Le bon vin qui vieillit bien

Et pour finir avec les statistiques, la fin justifie les moyens, car on ne peut qu’être envoûté par l’impressionnant vignoble français qui produit, avec ses variétés de cépages, à peu-près 3240 vins différents pour 383 appellations s’étalant dans les 80 départements. Il est évidemment inutile de s’aventurer dans le domaine compliqué des appellations et des classements des grands crus, de leurs millésimes, et surtout d’évoquer des préférences subjectives concernant la géographie qu’elle soit bordelaise, bourguignonne, ou de la Vallée du Rhône.

Cependant, on doit admettre que le vin a le pouvoir de nous rendre plaisamment gais jusqu’à l’ivresse, mornement tristounets pour noyer son chagrin, ou totalement avinés comme une bourrique. Il faut aussi concéder que, contrairement à l’humain qui s’affaiblit avec l’âge, le bon vin plus il vieillit plus il est chèrement apprécié ; et à quel prix ! Et on doit enfin reconnaitre que le vin rouge est vasodilatateur grâce aux polyphénols qui stimulent la production de monoxyde d’azote (NO), un facteur relaxant endogène secrété par l’endothélium vasculaire.
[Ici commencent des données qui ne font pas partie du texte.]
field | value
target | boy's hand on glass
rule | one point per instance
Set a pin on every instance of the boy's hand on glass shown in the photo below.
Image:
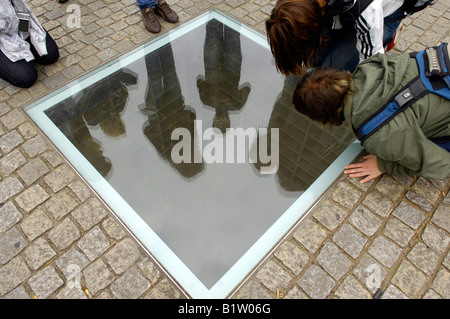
(367, 168)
Cette grande découverte avait été réalisée par trois physiologistes, Robert Furchgott, Ferid Murad et Louis Ignarro, couronnés par le Prix Nobel de médecine en 1998).

Alors, que dit-on de quelques-uns de nos éminents écrivains?

Dans Prologue de Gargantua, Rabelais, qualifiant le chien la bête la plus philosophe du monde, avait écrit "N’avez-vous jamais vu un chien rencontrant quelques os à moelle ? Si vous l’avez vu, vous avez pu noter avec quelle sollicitude il guette son os, avec quel soin il le garde, avec quelle ferveur il le tient, avec quelle précaution il l’entame, avec quelle passion il le brise, avec quelle diligence il le suce. Quel bien en attend-il ? Rien qu’un peu de moelle. Il est vrai que ce peu est plus délicieux que beaucoup d’autres produits, parce que la moelle est un aliment élaboré selon ce que la nature a de plus parfait".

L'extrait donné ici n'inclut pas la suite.